Mexican Senator Seeks Revisions in Gun Law

Mexican Senator Seeks Revisions in Gun Law

Senator Jorge Luis Preciado of Mexico’s National Action Party has proposed an amendment to that country’s constitution that would de-criminalize individual firearms ownership by bus drivers, truck drivers, cab operators, and other privately employed transportation workers who face severe and ever-growing risks of violent crime.

“The Mexican Constitution already allows citizens to possess certain firearms inside their homes, and we simply want to extend that right to other places,” explains Senator Preciado. “We are in the midst of a very complex situation and we are simply arguing that if the State cannot protect us, then it should at least allow us to defend ourselves.

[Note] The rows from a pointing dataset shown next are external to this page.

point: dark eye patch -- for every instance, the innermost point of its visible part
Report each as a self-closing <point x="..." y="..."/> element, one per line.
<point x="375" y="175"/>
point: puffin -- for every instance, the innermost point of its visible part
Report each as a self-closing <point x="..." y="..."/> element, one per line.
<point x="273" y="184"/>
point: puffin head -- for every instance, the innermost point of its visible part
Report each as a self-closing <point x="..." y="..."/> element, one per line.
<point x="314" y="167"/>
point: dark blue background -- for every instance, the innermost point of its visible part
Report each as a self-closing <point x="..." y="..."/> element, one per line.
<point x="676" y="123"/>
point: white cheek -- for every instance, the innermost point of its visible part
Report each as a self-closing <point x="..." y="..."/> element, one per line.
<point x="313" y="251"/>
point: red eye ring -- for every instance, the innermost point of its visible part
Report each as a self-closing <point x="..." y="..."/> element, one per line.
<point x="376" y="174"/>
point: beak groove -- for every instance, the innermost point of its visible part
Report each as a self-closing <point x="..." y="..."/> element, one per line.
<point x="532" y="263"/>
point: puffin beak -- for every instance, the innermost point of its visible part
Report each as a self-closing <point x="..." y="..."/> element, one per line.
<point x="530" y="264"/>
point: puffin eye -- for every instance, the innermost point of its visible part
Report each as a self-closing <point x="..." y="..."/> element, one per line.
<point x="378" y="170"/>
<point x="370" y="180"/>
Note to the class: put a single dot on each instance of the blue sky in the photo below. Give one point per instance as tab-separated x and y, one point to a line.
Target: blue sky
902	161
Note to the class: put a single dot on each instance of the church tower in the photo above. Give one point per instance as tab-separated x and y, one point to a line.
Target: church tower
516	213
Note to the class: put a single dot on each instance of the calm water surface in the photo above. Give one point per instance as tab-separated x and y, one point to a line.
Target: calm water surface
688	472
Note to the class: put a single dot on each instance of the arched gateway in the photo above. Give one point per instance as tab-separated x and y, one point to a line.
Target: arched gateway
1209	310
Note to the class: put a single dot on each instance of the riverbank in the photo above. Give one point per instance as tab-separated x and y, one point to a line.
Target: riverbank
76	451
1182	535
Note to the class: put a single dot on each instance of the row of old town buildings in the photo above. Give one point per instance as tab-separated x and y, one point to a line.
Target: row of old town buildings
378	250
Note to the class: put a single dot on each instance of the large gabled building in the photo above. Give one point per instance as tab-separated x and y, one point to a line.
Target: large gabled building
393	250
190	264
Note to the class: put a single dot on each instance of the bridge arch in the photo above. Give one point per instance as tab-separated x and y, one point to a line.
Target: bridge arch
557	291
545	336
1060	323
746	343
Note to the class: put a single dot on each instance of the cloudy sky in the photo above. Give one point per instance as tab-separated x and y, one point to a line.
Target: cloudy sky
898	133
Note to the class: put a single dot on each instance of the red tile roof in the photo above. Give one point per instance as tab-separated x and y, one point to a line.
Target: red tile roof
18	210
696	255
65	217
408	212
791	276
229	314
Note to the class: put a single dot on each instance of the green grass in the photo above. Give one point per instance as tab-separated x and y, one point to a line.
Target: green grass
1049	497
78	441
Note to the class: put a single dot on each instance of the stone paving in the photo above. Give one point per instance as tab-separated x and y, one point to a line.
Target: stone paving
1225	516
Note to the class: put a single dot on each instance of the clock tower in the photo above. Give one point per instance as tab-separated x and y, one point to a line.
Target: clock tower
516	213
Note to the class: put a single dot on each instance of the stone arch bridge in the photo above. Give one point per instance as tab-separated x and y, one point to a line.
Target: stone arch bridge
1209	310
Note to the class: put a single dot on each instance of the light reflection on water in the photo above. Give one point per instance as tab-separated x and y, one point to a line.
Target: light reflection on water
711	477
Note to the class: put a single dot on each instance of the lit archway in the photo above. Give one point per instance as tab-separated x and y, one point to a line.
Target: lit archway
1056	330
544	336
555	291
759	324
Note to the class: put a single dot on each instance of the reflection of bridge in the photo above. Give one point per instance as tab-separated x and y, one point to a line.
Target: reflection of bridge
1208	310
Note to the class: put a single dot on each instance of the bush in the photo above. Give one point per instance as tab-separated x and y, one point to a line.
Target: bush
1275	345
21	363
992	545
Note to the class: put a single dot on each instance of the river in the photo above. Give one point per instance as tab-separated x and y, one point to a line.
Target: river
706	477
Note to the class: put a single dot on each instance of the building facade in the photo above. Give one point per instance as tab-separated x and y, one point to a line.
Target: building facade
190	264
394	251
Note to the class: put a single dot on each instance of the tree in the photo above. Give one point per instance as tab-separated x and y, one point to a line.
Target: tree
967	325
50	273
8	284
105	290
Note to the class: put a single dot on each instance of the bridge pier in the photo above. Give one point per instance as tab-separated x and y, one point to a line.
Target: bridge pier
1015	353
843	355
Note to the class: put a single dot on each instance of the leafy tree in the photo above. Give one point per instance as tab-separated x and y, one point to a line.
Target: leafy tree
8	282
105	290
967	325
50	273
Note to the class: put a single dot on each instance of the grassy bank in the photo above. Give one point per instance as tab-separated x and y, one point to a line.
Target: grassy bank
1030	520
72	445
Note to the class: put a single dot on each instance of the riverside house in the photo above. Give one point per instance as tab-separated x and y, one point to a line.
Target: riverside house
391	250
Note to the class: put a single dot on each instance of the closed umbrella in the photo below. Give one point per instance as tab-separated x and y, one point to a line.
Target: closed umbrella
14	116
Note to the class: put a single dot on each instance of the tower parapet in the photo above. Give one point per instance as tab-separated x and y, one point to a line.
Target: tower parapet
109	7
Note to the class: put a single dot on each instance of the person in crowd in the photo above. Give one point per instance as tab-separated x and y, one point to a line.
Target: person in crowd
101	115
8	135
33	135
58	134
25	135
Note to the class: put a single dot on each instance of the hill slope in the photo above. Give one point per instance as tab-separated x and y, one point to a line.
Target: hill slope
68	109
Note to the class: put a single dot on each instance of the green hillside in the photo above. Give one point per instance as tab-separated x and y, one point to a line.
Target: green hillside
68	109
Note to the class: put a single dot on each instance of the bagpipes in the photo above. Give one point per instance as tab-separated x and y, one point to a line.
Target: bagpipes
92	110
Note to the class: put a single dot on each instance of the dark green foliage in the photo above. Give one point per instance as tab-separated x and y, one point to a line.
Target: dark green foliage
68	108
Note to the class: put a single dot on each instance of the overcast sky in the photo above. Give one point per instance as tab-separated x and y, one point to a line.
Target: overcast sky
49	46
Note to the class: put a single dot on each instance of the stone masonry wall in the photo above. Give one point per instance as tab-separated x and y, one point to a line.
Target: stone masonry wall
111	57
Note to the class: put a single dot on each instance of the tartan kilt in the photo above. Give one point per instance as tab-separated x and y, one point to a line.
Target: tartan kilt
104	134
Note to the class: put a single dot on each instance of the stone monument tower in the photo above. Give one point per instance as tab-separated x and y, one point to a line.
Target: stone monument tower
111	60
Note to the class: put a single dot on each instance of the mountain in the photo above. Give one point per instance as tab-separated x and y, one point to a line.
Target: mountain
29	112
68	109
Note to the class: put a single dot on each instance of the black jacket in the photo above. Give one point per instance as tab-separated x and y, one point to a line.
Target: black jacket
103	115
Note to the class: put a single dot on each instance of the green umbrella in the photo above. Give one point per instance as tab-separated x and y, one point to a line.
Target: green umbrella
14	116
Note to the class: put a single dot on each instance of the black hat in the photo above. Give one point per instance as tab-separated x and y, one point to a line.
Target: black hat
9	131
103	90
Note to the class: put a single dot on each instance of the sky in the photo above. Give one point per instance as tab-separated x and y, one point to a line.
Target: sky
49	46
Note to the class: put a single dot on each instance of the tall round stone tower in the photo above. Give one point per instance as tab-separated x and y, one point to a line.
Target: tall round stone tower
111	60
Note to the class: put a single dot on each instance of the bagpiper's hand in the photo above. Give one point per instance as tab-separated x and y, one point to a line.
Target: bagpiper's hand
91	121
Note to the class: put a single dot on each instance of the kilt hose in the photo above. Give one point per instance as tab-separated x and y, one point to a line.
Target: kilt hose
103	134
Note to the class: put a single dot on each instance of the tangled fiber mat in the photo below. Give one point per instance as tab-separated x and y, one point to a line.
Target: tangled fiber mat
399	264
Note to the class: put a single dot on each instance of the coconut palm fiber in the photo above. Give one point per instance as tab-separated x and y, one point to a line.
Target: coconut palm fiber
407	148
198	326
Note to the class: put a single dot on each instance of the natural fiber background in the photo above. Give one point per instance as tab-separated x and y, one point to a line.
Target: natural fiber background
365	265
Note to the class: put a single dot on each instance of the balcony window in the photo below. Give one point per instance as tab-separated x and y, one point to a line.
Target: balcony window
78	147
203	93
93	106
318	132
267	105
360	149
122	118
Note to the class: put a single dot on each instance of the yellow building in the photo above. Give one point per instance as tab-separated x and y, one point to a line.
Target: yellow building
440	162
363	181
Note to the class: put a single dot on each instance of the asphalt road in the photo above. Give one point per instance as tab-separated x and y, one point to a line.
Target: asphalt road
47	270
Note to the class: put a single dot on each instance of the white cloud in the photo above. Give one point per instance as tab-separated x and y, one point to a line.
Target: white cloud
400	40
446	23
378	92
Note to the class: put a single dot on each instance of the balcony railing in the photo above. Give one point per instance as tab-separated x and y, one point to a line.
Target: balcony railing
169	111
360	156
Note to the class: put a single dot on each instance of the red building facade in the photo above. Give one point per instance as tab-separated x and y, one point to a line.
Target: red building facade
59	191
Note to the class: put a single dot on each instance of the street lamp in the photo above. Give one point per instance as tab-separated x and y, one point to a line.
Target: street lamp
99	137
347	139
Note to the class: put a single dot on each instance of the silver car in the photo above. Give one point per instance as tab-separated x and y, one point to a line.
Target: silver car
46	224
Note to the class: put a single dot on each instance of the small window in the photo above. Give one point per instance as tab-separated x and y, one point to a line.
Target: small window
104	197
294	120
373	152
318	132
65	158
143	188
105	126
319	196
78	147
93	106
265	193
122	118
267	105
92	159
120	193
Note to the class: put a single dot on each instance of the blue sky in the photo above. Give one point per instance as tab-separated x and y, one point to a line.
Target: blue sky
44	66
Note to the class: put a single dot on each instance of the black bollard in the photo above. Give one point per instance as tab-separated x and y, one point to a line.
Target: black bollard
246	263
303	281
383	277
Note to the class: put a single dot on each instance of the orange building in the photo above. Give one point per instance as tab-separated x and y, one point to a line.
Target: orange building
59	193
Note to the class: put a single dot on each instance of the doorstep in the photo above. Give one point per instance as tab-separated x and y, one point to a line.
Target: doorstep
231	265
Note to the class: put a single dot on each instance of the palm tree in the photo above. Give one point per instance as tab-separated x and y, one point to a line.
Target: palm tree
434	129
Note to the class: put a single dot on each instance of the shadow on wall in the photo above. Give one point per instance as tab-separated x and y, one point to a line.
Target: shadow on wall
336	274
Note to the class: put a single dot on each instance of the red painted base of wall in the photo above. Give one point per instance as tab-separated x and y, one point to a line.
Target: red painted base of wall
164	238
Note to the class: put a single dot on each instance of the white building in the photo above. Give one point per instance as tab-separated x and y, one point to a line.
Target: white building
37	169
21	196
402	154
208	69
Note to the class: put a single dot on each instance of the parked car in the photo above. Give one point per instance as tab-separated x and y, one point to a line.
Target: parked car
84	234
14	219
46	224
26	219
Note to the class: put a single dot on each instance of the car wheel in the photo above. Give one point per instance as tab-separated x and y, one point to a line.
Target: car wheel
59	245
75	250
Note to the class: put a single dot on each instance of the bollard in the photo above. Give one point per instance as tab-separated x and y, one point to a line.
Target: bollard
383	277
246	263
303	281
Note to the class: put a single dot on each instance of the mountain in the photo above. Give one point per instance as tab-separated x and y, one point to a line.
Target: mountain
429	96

By some estimates, more than 100,000 Mexicans have suffered violent deaths over the past decade as that country’s US-promoted narcotics war has escalated. The incumbent president, Enrique Pena Nieto, campaigned on a platform promising reductions in the country’s rate of violent crime, but has seen his approval ratings decline consistently as the situation continues to degenerate. Opinion polls have found that three-quarters of the Mexican population feels personally threatened by violent crime, and the public’s amply justified distrust of the country’s notoriously corrupt police means that most crimes of violence go unreported.